The chemistry behind the sol-gel synthesis of complex oxide nanoparticles for bio-imaging applications

The formation of nanoparticles in hydrolytic and non-hydrolytic reactions in organic media is treated as a borderline case of coordination chemistry equilibria. Metal cation complexes with O-donor ligands, such as metal alkoxides or beta-diketonates and carboxylates, experience normally no kinetic hinders in re-structuring and aggregation. The steps of hydrolysis and condensation constitute in this case parts of one and the same kinetic phenomenon. Introduction of oxo-ligands during the first steps of hydrolytic or thermal decomposition leads thus in homogeneous processes to well-defined oligonuclear oxo-species.

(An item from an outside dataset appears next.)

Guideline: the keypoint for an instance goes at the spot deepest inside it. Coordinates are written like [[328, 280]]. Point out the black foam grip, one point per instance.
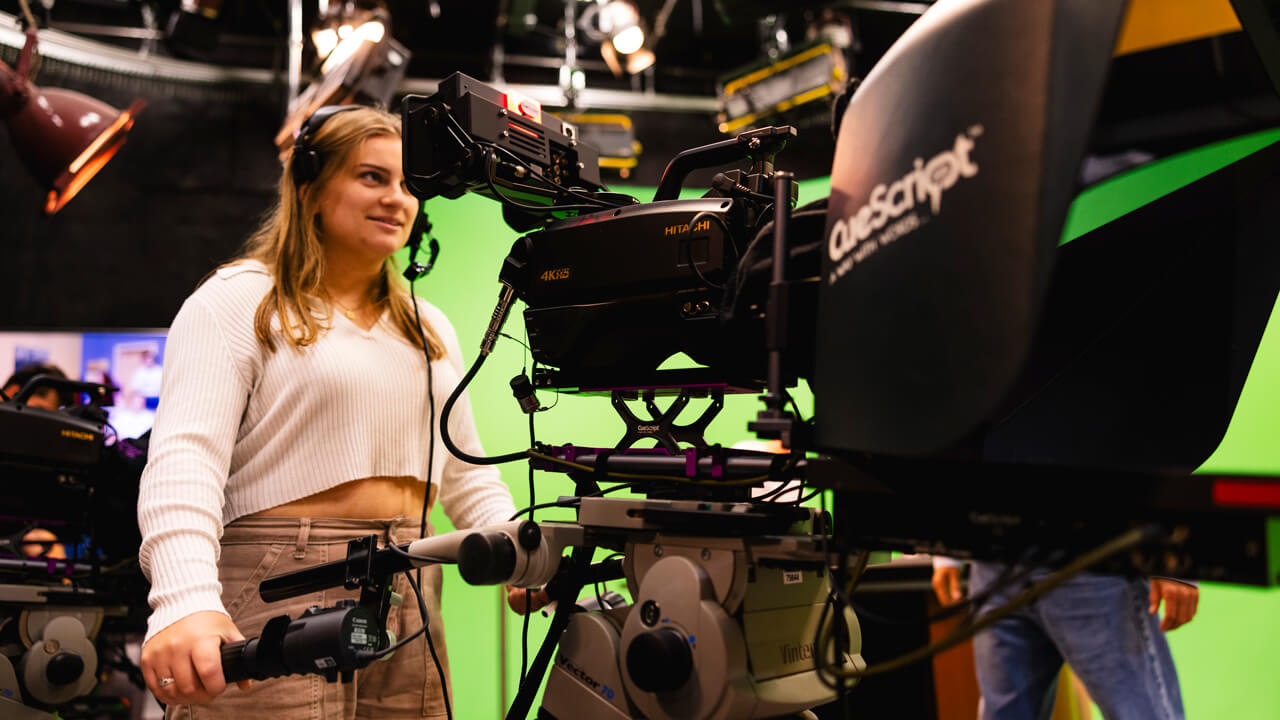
[[233, 665]]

The structure of the latter is originating from the densest possible packing of cations and ligands and is not in any mean related to the structure of the original precursor molecules. The oxo-alkoxide molecules serve apparently as nuclei for the formation of larger aggregates that become phase separated and can be referred to as Micelles Templated by Self-Assembly of Ligands. The core of the latter is practically always crystalline or at least short-order organized, while the shell is, in the hydrolytic approach, constructed of hydrated amorphous oxide and ligands that stabilize the colloid via interaction with the solvent. The thermal treatment either in solution or for a dry xerogel is thus indispensable for preparation of fully crystalline particles and offers also an opportunity to control the final size of the particles via further aggregation. To guarantee the formation of complex oxide nanoparticles, the conditions insuring phase separation for each component have to be achieved. This means that the use of stoichiometric or super-stoichiometric quantities of water is required together with a solvent guaranteeing minimal solubility of hydrolyzed species. The approaches to complex oxide phases and oxides doped with lanthanide cations are discussed.